00:23:33.580 As we increase the number of words we’re processing, the quality of our stories improves. This is particularly true if we use the trigram model instead of the bigram one. Ultimately, the final program we’ll be using can generate a brand new Harry Potter story with only about ten or twelve lines of Ruby code. None of those lines are overly complicated. Thinking back on this experience, some people who have heard this talk before have asked if it’s still relevant if they aren’t interested in Harry Potter or finding creative uses of Ruby. This leads me to consider how developers tackle hard problems.
00:25:30.140 Initially, writing a Harry Potter story with Ruby seemed like a daunting task, but breaking it down led to realizations that made it quite manageable. Whether you’re a new or experienced programmer, addressing hard problems effectively can be challenging. For newer developers, the first tough problem can feel overwhelming, while experienced programmers may find it difficult to articulate their thought process. Reflecting on this, I’ve identified three key insights from tackling hard problems. First, breaking down complex issues is essential; determine what constitutes 'one bite' of the task. Secondly, examining failures closely often yields valuable insights—seek to understand why something did not work to inform future attempts.

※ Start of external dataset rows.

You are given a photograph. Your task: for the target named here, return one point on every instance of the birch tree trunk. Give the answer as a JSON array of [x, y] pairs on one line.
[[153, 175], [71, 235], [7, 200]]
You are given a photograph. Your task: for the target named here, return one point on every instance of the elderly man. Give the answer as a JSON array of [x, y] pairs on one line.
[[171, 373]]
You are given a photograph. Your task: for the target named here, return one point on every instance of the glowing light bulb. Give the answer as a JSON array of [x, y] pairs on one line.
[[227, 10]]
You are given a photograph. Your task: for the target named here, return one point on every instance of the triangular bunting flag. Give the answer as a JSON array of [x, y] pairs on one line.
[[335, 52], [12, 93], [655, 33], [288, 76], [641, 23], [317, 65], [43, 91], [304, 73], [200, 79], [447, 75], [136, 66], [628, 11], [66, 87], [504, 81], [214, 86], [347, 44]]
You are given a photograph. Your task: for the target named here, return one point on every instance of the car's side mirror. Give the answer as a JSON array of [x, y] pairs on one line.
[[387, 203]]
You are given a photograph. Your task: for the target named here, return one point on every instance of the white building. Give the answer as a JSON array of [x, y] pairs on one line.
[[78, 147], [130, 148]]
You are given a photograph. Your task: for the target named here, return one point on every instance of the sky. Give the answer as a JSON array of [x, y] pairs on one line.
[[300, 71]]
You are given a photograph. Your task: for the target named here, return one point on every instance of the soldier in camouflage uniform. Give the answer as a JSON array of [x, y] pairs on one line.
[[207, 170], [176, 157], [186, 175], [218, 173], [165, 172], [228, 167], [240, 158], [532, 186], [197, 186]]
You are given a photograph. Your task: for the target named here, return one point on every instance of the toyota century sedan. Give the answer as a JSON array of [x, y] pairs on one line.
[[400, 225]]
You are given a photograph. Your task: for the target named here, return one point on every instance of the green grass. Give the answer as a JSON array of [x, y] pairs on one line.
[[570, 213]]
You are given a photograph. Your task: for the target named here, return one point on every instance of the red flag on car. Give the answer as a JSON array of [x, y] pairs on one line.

00:27:38.230 Lastly, finding a good metaphor for a problem can be very beneficial. For example, picture building a timetable system for Hogwarts where no two classes a student is enrolled in occur at the same time. Solving this challenge directly can be tricky; however, thinking of it as a graph coloring problem, where dots represent classes and lines denote student overlaps, makes it more approachable. If you can draw a connection to your problem that allows exploration—something you can play around with—this can provide new perspectives on finding solutions. Always ask yourself, 'What is a relatable metaphor for this problem?'
00:29:53.070 That’s my recap of tackling hard problems and some key insights that emerged from this talk. Additionally, I have made slides and code available online. Links to download Harry Potter books in text format are also provided if you'd like to experiment with this yourself. Thank you very much for your attention!
00:31:52.470 Now we have time for a couple of questions. Please raise your hands, say your name, and then ask your question. Some audience members take photos, and yes, you will get copies of the slides on YouTube. The Ruby community is quite large and enthusiastic about Test-Driven Development (TDD). Have you considered how to test the quality of the generated results? That’s a really good question! On the one hand, while the benefits of using tests in this kind of NLP application in Ruby cannot be overstated, establishing automated tests to measure quality is complex. In the industry, we often rely on metrics like mean sentiment score or simply ask users for subjective evaluations of the results. Nevertheless, various components can and should be tested to ensure integrity and performance.